Let’s discuss some of them one by one:
1. A distaste for social institutions and norms
Heathcliff displays his distaste for society and its conventions from the very beginning, when he receives hastily and coldly his tenant Mr Lockwood. His antagonist is Mr Linton who represents rule, order and stability.
2. An exiled, an outcast, an outlaw
Heathcliff never fully integrates in the adoptive family and is rejected by the Lintons’.
If we might interview the characters of the novel I guess everybody could say something about it.
Even in this case everybody experiences his cynicism, Catherine included, but Isabel Linton will be the one to pay bitterly for her credulity and ingenuousness
5.Cunning and ability to adapt
Despite any punishment or social degradation, he succeeds in surviving in any situation. He is quick to understand and grabs any occasion he has, an example is Isabel’s crush on him, to reach his revengeful purposes.
6.Dark attributes not normally associated with a hero.
He is described as a gipsy.
7.Disrespectful of rank and privilege.
Once again the enemy is Mr Linton even because his rank is an appeal for Catherine.
8. Emotionally conflicted,bipolar tendencies or moodiness.

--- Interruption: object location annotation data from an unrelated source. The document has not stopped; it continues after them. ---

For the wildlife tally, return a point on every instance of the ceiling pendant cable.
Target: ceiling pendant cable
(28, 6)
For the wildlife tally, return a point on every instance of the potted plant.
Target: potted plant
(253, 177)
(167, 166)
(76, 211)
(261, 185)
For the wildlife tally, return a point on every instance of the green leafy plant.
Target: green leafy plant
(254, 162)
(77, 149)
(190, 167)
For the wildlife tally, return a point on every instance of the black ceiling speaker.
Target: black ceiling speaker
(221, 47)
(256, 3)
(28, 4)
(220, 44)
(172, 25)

His conflict is between love and hate, which explodes in the necessity of revenge.
9. High level of intelligence and perception.

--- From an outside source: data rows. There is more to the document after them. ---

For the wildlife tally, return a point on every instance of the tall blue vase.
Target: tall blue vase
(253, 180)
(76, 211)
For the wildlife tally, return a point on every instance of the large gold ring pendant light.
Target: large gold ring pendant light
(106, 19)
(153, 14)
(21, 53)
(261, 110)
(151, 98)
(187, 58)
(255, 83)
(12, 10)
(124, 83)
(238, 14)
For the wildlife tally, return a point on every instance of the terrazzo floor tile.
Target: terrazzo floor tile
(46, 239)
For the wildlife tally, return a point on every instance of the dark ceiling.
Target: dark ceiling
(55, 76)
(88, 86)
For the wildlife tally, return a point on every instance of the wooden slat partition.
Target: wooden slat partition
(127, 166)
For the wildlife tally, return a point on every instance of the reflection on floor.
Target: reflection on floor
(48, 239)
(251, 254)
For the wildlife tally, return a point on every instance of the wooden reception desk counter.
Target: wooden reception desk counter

He seems to know well all the weaknesses of the people that surround him. Jus like when he wins Wuthering Heights taking advantage of Hindley’s addiction to alcohol and game habit. He is never taken by surprise.
10. Mysterious, magnetic, charismatic
We know nothing about his past and real family. We know nothing about what he did in the his two-year absence from the Heights or how he made his fortune. He appears and disappears.
11. Power of seduction and attraction
Well, the whole novel is about this. Even Lockwood seems to be seduced by the man when he first sees him. “A capital fellow” he defines him.
12.Self destructive behaviour
The power of his love is both destructive and self-destructive
13.Social and sexual dominance
He is socially and sexually the dominant male. He manages to come into possession of Wuthering Heights and Thrushcross Grange and destroys or humbles all the male figures he comes across.
14.Sophisticated and well-educated
He can’t certainly be defined sophisticated or well-educated, but he has received an education and knows how to behave properly if this fits his schemes. At first glance Heathcliff looks like a gentleman to Lockwood
We only know that he is a founder who seems to have suffered.
If we have understood Emily Bronte‘s novel well, the Byronic type is the kind of man who should be avoided carefully, nevertheless his attractive power is still proof against wisdom or better judgement. I’m sure that in a story of every woman there is a chapter dedicated to her own Byronic hero, a chapter that every now and then she will read to remember that thrill, that shiver. She will read those pages with the lightness of one who, however, has been able to write other meaningful chapters.